It is worth mentioning that this is not the theory of an ex-corps member that served inside the air-conditioned offices of Lagos or Abuja, and so does not know what he is saying. This is coming from one whose experience as a youth corps member in the North-Western state of Sokoto was almost fatal. Apart from experiencing close shave with auto-crashes in all the times I travelled by road from Lagos, sometimes Kwara, to Sokoto(and I went by air only once in the six trips I made during service year), my ever busy pen also landed me into trouble with Sokoto NYSC secretariat and the state government, when after I wrote a short piece in The Sun Newspaper(titled ‘Wammako’s Unimpressive Start’, The Sun, August 19, 2007), I found myself facing many panels,  for daring to interfere in the politics of the state I only came to serve. It was a trying period for me, details of which I have narrated in my past writings and my NYSC memoirs, but over all, the positive sides of my stay in Sokoto outweighed the negative sides, and if I had the opportunity to serve again, I will gladly welcome posting to the caliphate state again. Needless to say that most of my best friends today were those I met in Sokoto.

Service year, like any other phase in life, has its ups and downs.
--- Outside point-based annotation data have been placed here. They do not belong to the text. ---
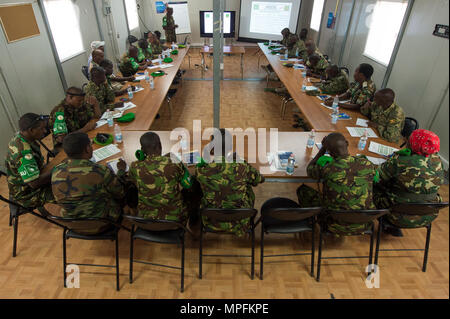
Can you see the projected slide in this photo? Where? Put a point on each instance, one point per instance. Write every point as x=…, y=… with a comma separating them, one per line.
x=270, y=17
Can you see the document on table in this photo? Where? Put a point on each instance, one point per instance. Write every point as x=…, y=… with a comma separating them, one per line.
x=359, y=131
x=361, y=122
x=381, y=149
x=105, y=152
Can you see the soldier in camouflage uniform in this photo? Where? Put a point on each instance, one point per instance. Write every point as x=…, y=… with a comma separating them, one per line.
x=73, y=114
x=169, y=26
x=227, y=183
x=414, y=174
x=386, y=116
x=98, y=87
x=336, y=82
x=360, y=92
x=347, y=183
x=160, y=182
x=24, y=163
x=83, y=188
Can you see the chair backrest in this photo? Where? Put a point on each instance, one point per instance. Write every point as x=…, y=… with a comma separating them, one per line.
x=228, y=215
x=85, y=71
x=153, y=224
x=356, y=216
x=291, y=214
x=87, y=225
x=418, y=209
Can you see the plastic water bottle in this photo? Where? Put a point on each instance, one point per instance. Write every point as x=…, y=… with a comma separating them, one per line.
x=304, y=85
x=117, y=134
x=311, y=139
x=290, y=166
x=109, y=118
x=152, y=83
x=362, y=141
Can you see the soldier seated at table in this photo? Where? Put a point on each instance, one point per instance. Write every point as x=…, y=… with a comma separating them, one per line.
x=411, y=175
x=115, y=83
x=85, y=189
x=227, y=183
x=98, y=87
x=335, y=83
x=361, y=90
x=24, y=164
x=347, y=183
x=73, y=114
x=385, y=115
x=129, y=63
x=162, y=183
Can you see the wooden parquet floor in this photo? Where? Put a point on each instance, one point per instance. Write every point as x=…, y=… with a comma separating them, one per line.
x=36, y=272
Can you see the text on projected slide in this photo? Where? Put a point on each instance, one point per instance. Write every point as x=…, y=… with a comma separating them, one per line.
x=270, y=17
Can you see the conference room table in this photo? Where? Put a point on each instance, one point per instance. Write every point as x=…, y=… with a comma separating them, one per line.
x=228, y=49
x=149, y=101
x=246, y=147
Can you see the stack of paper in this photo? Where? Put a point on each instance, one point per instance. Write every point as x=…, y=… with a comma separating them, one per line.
x=105, y=152
x=381, y=149
x=359, y=131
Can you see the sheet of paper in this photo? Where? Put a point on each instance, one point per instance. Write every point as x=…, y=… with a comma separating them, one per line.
x=113, y=165
x=359, y=131
x=381, y=149
x=105, y=152
x=361, y=122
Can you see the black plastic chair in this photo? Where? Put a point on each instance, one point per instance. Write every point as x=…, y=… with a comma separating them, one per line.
x=82, y=228
x=157, y=231
x=418, y=209
x=411, y=124
x=288, y=221
x=227, y=215
x=353, y=217
x=15, y=211
x=85, y=71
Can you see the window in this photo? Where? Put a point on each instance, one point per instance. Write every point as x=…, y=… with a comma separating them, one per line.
x=132, y=15
x=385, y=25
x=63, y=17
x=316, y=16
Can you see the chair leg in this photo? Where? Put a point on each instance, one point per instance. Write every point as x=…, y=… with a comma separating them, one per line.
x=319, y=261
x=117, y=262
x=182, y=265
x=253, y=253
x=200, y=252
x=427, y=246
x=261, y=264
x=16, y=229
x=313, y=248
x=64, y=257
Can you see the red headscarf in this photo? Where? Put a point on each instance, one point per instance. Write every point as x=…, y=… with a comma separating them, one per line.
x=424, y=142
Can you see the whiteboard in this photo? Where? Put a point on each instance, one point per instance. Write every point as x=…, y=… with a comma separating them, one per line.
x=181, y=17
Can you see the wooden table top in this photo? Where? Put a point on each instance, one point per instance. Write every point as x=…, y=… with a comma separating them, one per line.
x=287, y=141
x=228, y=49
x=149, y=101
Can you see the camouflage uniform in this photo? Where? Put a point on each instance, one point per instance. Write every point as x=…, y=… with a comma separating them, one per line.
x=19, y=188
x=86, y=189
x=409, y=178
x=390, y=121
x=169, y=27
x=337, y=85
x=362, y=93
x=75, y=118
x=228, y=185
x=158, y=182
x=347, y=185
x=103, y=93
x=128, y=66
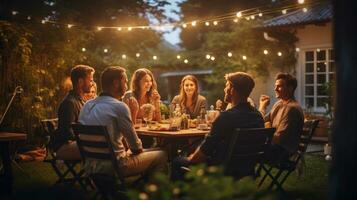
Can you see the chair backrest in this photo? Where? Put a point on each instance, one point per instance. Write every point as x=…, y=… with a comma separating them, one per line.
x=49, y=127
x=305, y=138
x=247, y=148
x=94, y=144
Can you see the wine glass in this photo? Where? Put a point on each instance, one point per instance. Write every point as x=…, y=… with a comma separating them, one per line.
x=148, y=112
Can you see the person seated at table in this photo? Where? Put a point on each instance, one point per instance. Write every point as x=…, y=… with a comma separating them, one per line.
x=143, y=90
x=92, y=94
x=286, y=116
x=214, y=148
x=189, y=99
x=108, y=110
x=63, y=142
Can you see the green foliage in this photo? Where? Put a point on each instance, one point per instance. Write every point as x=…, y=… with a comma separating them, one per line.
x=206, y=183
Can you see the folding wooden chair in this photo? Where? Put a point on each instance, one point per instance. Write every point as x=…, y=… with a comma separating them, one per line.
x=247, y=149
x=94, y=144
x=285, y=168
x=64, y=169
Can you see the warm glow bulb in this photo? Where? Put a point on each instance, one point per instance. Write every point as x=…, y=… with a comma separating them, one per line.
x=239, y=14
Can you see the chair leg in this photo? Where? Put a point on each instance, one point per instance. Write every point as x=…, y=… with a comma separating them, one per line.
x=267, y=172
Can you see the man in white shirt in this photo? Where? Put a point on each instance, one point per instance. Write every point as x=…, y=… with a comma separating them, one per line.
x=108, y=110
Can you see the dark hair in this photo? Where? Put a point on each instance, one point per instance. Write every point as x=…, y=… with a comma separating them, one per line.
x=109, y=75
x=183, y=96
x=242, y=83
x=80, y=71
x=289, y=80
x=135, y=82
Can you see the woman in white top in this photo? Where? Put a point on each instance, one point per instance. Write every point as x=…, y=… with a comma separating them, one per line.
x=143, y=90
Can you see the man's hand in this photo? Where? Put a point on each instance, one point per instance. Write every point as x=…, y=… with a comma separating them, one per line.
x=264, y=101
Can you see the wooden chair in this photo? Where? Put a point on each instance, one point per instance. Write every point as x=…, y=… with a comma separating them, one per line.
x=94, y=144
x=285, y=168
x=64, y=169
x=247, y=149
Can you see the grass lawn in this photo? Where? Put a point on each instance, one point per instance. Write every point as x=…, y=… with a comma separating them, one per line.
x=37, y=181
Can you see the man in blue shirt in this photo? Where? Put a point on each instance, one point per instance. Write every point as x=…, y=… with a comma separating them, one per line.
x=214, y=148
x=108, y=110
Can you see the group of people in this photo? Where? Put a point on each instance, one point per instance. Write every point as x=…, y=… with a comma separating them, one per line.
x=118, y=109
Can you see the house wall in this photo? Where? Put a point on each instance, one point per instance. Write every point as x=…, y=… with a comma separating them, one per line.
x=310, y=37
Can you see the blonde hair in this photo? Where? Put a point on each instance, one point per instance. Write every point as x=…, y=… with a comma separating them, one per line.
x=135, y=82
x=183, y=96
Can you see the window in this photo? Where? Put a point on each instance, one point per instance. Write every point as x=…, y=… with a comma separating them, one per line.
x=319, y=69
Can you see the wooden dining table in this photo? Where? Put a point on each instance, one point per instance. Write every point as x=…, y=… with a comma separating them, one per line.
x=5, y=139
x=171, y=140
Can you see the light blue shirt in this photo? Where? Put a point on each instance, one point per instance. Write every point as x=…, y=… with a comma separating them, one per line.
x=115, y=115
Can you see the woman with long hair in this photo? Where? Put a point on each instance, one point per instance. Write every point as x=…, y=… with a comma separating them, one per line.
x=143, y=95
x=189, y=99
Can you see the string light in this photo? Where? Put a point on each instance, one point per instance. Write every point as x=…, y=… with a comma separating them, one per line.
x=239, y=14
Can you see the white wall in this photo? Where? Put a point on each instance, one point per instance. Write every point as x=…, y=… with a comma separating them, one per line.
x=310, y=37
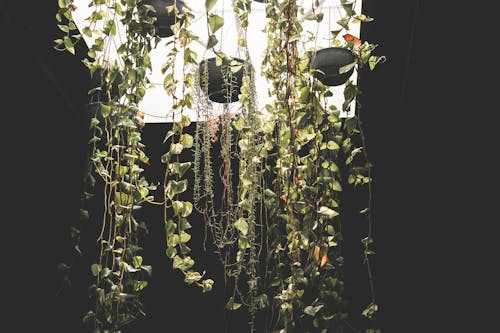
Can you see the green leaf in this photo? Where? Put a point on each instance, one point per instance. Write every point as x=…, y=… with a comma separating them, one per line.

But bearing in mind that no amount of ups can replace lost lives, the killings of the ‘NYSC 10’ should be totally condemned. The state governments need to safeguard the lives of these young men and women posted to their states. I must also mention that even at the height of my issue with them in 2007, the Sokoto state government and Sokoto NYSC - headed then by Mr Yakubu Jok, the man I read in newspapers is now a Director in NYSC National office and incidentally the man that led the evacuation of slain Bauchi corps members from the state– displayed high spirit of humanity by offering me necessary protection from possible attack by PDP thugs (assuming they can read what I wrote in newspapers) who may have felt I was sponsored by Bafarawa(the contentious article had nice words for Bafarawa, and it was at the height of the Bafarawa-Wammako political war). I remember the state Commissioner for Education, Alhaji Arzika Tureta, after  a very moving meeting with me and some top NYSC officials, telling me that ‘we still see you as our child, despite what you did, and we will continue to protect you in our state’. Mr Jok, despite having to overtly satisfy the state government that the erring ‘corper’ has been duly punished, also did not drain his milk of kindness while the ordeal lasted.

My heart goes out to the families of the slain corps members. It is indeed a wound time may not heal easily. The perpetrators of the dastardly acts should be fished out and duly made to face the music, if only to serve as deterrent to future perpetrators.